Monitoring your Anapaya SCION CA
The Anapaya SCION CA provides multiple ways to monitor the health of the services. You can check the health of the services as a snapshot of the current state, or you can use the telemetry to monitor the services over time. A combination of both is recommended to ensure that the services are running smoothly and to detect any issues early on.
Health Checks
The step-ca-adapter and the step-ca-rotator expose health check endpoints that can be used to asses the current health of the services on the admin API. The default endpoints are:
Service | Endpoint | Docs |
---|---|---|
step-ca-adapter | http://localhost:41500/api/v1/health | spec |
step-ca-rotator | http://localhost:41501/api/v1/health | spec |
In the API specification, expand the checks
section in the health
schema object. This shows you
all the available health checks that are performed by the service.
Query the health check endpoints, e.g., using curl
, or any HTTP client. The response contains a
JSON object with the health status of the service. For example, to check the health of the
step-ca-adapter, you can run:
curl -X GET http://localhost:41500/api/v1/health
{
"health": {
"checks": [
{
"check_id": "1004",
"data": {
"data_type": "not_found",
"isd": 1
},
"detail": "failed to load TRC: failed to fetch TRC: [err=sql: no rows in result set; id=ISD1-B0-S0]",
"name": "trc_available",
"status": "failing"
},
{
"check_id": "1002",
"data": {
"reported": "ok"
},
"detail": "step-ca health check succeeded",
"name": "step_ca_available",
"status": "passing"
},
{
"check_id": "1001",
"data": {
"driver": "pg"
},
"detail": "database connection is available",
"name": "database_available",
"status": "passing"
}
],
"status": "failing"
}
}
Telemetry
The step-ca-adapter and step-ca-rotator both expose an endpoint that can be used to retrieve telemetry data from the services. The telemetry data is exported in the form of Prometheus metrics. Metrics are exposed by default on the admin API, but can be configured to be exposed on a different endpoint. Consult the configuration documentation for more information.
The default endpoints are:
Service | Endpoint |
---|---|
step-ca-adapter | http://localhost:41500/metrics |
step-ca-rotator | http://localhost:41501/metrics |
To access these metrics, a Prometheus server (or similar) is required to ingest the metrics from each service. How to set this up is outside the scope of this document.
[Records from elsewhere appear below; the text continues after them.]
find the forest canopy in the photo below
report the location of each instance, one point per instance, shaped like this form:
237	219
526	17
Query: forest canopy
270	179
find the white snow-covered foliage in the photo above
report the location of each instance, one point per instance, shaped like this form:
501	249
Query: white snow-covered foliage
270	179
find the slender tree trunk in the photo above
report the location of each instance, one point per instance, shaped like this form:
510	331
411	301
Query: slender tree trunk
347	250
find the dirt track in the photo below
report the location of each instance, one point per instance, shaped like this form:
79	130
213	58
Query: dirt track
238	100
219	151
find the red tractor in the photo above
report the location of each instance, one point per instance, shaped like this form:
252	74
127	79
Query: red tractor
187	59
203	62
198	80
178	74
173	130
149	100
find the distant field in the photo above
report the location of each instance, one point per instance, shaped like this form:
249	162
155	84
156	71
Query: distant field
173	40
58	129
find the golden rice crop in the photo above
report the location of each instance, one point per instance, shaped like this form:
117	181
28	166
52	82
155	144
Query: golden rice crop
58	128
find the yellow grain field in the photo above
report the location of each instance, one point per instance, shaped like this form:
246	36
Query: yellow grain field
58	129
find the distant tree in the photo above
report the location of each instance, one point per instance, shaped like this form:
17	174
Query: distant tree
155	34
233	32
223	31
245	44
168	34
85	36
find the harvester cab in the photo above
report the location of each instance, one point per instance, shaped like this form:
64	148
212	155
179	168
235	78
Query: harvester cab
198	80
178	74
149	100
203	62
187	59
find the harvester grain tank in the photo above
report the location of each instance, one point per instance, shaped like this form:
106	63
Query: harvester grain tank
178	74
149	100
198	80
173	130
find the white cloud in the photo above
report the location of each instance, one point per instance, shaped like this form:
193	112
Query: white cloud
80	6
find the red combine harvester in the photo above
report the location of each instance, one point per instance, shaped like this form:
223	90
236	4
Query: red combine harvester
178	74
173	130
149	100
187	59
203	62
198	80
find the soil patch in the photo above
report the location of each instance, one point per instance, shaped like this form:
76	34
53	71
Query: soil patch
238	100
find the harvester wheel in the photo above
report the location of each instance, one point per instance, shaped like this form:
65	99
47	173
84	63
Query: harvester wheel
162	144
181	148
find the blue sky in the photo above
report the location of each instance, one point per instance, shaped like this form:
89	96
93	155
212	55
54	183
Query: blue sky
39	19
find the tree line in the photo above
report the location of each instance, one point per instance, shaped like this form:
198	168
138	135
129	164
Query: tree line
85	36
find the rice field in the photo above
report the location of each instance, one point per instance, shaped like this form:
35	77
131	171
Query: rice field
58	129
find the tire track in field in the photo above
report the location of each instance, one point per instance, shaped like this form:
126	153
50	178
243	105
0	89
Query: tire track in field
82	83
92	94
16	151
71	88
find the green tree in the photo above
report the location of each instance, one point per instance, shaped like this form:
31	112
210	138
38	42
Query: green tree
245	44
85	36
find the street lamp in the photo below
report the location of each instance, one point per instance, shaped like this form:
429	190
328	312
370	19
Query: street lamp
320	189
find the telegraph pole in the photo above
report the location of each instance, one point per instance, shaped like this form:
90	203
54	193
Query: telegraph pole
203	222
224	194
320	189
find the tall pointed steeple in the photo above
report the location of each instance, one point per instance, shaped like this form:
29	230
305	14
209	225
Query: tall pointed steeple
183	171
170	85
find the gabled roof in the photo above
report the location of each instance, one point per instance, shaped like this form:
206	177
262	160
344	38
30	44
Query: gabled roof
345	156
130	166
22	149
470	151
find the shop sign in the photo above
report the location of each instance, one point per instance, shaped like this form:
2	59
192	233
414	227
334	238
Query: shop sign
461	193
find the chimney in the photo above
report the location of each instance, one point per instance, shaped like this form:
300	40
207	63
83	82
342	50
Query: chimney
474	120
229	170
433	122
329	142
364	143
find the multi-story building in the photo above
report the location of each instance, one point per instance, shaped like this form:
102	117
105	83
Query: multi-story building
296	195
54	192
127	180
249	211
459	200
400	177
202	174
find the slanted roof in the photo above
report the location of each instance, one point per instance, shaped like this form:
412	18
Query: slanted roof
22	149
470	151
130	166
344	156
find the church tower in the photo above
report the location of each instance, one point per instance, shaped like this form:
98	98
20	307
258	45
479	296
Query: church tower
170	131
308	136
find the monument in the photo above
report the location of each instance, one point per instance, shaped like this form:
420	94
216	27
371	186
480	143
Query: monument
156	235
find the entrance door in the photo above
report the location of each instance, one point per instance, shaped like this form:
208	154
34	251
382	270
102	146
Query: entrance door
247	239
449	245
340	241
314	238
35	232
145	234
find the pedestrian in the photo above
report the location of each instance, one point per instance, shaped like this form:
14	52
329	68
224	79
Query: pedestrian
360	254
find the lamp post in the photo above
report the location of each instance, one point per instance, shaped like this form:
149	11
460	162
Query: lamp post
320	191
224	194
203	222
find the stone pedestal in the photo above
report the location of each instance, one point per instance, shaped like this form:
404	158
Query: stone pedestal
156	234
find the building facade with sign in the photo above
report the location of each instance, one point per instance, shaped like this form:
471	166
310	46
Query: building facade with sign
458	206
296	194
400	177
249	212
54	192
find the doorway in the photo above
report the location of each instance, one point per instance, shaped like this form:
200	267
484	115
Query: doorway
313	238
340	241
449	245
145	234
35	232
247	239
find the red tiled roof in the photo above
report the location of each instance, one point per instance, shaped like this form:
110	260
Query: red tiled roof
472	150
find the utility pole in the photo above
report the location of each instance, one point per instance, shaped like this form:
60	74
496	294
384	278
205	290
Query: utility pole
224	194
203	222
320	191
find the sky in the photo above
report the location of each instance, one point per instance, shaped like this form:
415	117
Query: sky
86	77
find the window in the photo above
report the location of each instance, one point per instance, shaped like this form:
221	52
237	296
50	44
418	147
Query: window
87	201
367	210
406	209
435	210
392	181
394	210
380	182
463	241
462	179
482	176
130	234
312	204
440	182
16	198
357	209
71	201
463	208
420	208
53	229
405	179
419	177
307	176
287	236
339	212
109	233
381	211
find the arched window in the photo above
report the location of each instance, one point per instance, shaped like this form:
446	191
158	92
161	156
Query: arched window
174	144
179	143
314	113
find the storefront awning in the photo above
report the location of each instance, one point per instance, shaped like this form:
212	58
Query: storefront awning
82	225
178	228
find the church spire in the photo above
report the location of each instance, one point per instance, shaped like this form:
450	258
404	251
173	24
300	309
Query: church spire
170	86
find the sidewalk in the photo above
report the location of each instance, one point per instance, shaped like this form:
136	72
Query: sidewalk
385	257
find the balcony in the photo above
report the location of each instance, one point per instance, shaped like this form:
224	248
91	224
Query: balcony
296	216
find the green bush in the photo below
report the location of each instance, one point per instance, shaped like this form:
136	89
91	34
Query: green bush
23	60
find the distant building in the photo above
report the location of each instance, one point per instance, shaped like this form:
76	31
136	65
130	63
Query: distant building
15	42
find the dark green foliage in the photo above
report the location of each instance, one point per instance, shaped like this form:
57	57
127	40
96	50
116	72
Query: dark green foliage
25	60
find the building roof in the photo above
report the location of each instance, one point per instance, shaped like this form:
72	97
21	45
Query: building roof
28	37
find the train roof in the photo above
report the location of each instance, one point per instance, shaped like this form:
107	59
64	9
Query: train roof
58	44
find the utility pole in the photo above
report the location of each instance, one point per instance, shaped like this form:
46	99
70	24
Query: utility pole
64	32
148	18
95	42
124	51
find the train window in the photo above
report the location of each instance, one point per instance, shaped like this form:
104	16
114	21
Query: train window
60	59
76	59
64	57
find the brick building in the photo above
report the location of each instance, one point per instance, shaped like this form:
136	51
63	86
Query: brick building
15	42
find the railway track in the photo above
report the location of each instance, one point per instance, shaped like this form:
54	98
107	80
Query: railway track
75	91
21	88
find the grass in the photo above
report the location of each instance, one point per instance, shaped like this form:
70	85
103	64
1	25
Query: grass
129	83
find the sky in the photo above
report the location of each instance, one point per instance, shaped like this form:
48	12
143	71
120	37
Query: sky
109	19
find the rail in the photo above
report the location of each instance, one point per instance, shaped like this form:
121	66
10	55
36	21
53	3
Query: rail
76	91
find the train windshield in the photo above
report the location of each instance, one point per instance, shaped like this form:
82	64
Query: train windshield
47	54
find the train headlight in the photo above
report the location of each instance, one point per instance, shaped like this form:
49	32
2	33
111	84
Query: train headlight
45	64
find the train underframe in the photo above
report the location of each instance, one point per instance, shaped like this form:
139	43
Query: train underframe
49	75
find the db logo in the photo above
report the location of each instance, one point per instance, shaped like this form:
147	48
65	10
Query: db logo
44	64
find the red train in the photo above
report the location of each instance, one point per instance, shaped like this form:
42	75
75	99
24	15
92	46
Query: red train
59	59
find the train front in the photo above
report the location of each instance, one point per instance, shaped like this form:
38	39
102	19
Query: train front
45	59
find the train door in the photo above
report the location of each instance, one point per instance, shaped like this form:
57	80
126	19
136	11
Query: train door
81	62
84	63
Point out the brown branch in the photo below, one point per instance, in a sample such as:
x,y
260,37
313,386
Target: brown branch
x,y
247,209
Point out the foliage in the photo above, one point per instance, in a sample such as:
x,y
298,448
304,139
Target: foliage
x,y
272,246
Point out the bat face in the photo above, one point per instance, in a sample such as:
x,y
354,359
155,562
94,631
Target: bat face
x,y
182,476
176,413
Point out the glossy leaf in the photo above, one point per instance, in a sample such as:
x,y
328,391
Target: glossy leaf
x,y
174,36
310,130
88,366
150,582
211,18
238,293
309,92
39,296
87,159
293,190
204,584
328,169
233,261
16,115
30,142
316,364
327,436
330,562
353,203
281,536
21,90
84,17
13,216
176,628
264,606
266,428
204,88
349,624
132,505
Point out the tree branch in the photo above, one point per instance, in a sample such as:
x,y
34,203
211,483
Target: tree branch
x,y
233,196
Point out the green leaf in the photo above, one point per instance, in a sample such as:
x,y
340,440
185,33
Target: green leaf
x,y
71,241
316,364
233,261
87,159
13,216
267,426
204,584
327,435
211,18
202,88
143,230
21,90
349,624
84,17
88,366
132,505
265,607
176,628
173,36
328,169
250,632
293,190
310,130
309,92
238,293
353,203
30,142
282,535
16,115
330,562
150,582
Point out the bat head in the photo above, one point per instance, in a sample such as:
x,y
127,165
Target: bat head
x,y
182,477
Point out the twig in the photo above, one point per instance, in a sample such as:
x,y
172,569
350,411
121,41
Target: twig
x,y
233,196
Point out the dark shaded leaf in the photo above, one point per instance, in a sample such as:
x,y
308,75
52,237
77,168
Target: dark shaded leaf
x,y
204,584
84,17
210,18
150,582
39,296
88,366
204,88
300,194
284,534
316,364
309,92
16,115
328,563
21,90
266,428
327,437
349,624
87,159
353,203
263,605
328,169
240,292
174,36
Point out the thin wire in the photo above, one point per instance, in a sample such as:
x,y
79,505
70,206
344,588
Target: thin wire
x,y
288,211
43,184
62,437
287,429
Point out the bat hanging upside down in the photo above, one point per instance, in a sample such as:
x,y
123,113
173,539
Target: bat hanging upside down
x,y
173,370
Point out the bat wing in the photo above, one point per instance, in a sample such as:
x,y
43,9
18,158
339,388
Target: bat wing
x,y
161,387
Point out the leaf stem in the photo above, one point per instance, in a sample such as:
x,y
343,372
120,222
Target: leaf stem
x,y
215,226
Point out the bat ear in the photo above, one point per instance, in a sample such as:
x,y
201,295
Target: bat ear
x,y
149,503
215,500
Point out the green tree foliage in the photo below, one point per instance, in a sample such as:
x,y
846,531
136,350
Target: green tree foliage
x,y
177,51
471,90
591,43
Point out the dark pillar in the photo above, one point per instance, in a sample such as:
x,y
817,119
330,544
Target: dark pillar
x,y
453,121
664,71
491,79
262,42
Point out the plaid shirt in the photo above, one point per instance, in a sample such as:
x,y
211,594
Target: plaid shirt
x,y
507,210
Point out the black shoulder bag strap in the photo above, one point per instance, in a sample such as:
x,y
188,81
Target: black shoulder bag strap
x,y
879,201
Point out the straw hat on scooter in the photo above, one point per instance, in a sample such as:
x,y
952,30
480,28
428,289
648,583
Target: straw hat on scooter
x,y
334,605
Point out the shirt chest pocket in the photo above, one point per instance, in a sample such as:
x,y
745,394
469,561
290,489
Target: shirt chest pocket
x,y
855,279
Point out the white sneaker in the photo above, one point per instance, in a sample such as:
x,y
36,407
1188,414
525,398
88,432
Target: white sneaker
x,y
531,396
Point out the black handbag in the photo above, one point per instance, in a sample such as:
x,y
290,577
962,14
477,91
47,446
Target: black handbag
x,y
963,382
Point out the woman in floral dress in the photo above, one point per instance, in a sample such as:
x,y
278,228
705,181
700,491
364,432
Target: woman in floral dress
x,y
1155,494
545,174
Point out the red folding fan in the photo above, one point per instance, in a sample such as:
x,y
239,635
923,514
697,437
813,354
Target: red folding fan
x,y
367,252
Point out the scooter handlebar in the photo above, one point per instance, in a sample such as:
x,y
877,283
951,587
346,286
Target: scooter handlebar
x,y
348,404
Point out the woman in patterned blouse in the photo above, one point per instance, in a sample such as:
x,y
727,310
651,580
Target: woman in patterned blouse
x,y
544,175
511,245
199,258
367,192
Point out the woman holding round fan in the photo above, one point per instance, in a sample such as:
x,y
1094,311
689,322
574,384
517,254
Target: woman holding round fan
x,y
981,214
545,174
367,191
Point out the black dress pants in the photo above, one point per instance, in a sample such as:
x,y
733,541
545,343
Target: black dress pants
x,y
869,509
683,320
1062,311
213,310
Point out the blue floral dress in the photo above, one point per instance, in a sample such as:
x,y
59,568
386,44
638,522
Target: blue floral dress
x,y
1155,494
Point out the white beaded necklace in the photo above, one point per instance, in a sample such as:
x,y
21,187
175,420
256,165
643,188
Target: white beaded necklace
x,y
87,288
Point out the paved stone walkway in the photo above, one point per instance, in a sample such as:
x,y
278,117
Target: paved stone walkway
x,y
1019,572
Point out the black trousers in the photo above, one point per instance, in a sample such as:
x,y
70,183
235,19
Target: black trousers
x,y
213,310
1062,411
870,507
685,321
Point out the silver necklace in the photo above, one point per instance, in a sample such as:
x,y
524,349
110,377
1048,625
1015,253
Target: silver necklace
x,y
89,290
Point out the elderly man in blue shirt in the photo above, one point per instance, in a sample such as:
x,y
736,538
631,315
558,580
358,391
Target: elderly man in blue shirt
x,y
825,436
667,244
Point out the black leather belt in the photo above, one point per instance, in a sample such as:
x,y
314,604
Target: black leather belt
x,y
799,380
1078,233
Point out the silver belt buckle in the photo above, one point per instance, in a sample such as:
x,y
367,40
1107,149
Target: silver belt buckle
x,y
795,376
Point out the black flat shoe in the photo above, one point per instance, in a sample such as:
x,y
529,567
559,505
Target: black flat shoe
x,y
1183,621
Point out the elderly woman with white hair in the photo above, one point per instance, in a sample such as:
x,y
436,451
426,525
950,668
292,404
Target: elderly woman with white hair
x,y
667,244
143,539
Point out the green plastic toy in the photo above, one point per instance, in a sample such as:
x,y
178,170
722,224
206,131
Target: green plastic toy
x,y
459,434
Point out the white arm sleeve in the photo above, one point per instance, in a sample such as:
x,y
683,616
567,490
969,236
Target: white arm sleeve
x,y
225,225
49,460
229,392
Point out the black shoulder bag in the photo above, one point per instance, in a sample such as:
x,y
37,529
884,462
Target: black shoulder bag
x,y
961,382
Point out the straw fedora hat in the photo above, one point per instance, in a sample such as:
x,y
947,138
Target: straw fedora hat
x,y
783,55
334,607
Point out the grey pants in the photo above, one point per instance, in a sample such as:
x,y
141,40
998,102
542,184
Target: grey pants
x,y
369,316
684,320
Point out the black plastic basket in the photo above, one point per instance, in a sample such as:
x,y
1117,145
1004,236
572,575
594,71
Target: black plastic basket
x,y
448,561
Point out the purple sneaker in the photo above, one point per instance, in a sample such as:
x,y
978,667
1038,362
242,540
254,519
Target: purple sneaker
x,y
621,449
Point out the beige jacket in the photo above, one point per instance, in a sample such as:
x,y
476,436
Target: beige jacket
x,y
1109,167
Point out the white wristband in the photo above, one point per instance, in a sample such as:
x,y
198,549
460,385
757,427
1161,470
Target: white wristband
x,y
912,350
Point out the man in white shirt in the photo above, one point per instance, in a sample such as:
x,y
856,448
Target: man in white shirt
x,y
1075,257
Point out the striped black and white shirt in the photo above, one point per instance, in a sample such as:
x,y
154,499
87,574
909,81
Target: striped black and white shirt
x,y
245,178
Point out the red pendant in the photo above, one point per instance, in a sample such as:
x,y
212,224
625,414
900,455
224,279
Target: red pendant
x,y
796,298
Should you require assistance with integrating metrics in your monitoring setup, please Anapaya support.
step-ca-adapter metrics
Metric | Description | Labels | Type |
---|---|---|---|
step_ca_adapter_ca_backend_healthy | Indicates the step AC backend reports healthy. | None | gauge |
step_ca_adapter_db_healthy | Indicates the database connection is healthy. | None | gauge |
step_ca_adapter_http_request_latency_seconds | Latencies of HTTP requests. | api , method , status , route | histogram |
step_ca_adapter_http_request_total | Total number of HTTP requests. Status label is the HTTP status code. | api , method , status , route | counter |
step_ca_adapter_policy_violations_total | Total number of policy violations detected by the Step CA adapter. | violation | counter |
step_ca_adapter_renewal_requests_total | Total number of renewal requests handled by the Step CA adapter. | result | counter |
step_ca_adapter_tls_certificate_not_after_timestamp_seconds | The expiration time of the TLS certificate used by the Step CA adapter. | server_name | gauge |
step-ca-rotator metrics
Metric | Description | Labels | Type |
---|---|---|---|
step_ca_rotator_db_healthy | Indicates the database connection is healthy. | None | gauge |
step_ca_rotator_http_request_latency_seconds | Latencies of HTTP requests. | api , method , status , route | histogram |
step_ca_rotator_http_request_total | Total number of HTTP requests. Status label is the HTTP status code. | api , method , status , route | counter |
step_ca_rotator_mode | Current mode of the CA rotator. (follower, leader) | isd_as , mode | gauge |
step_ca_rotator_provision_cert_instance | Instance number of the provisioned certificate. | isd_as | gauge |
step_ca_rotator_provision_cert_not_after_timestamp_seconds | NotAfter timestamp of the provisioned certificate. | isd_as | gauge |
step_ca_rotator_provision_inconsistent_configuration | Indicates whether a provisioning failure has left the configuration in an inconsistent state. This happens when the configuration cannot be reverted after a failed provisioing of the CA certificate. | isd_as | gauge |
step_ca_rotator_provision_key_version | Key cloudkms key version of the provisioned certificate. | isd_as | gauge |
step_ca_rotator_provision_last_run_ok | Indicates whether the last provision run was successful. | isd_as | gauge |
step_ca_rotator_provision_last_run_timestamp_seconds | Timestamp of the last provision run. | isd_as , result | gauge |
step_ca_rotator_provision_runs_total | Total number of provision runs. | isd_as , result | counter |
step_ca_rotator_rotate_last_run_ok | Gauge whether the last rotate run was successful. | isd_as | gauge |
step_ca_rotator_rotate_last_run_timestamp_seconds | Timestamp of the last rotate run. | isd_as , result | gauge |
step_ca_rotator_rotate_root_cert_not_after_timestamp_seconds | NotAfter timestamp of the Root certificate. | isd_as | gauge |
step_ca_rotator_rotate_root_signer_available | Indicates if the root signer is available. | isd_as | gauge |
step_ca_rotator_rotate_runs_total | Total number of rotate runs. | isd_as , result | counter |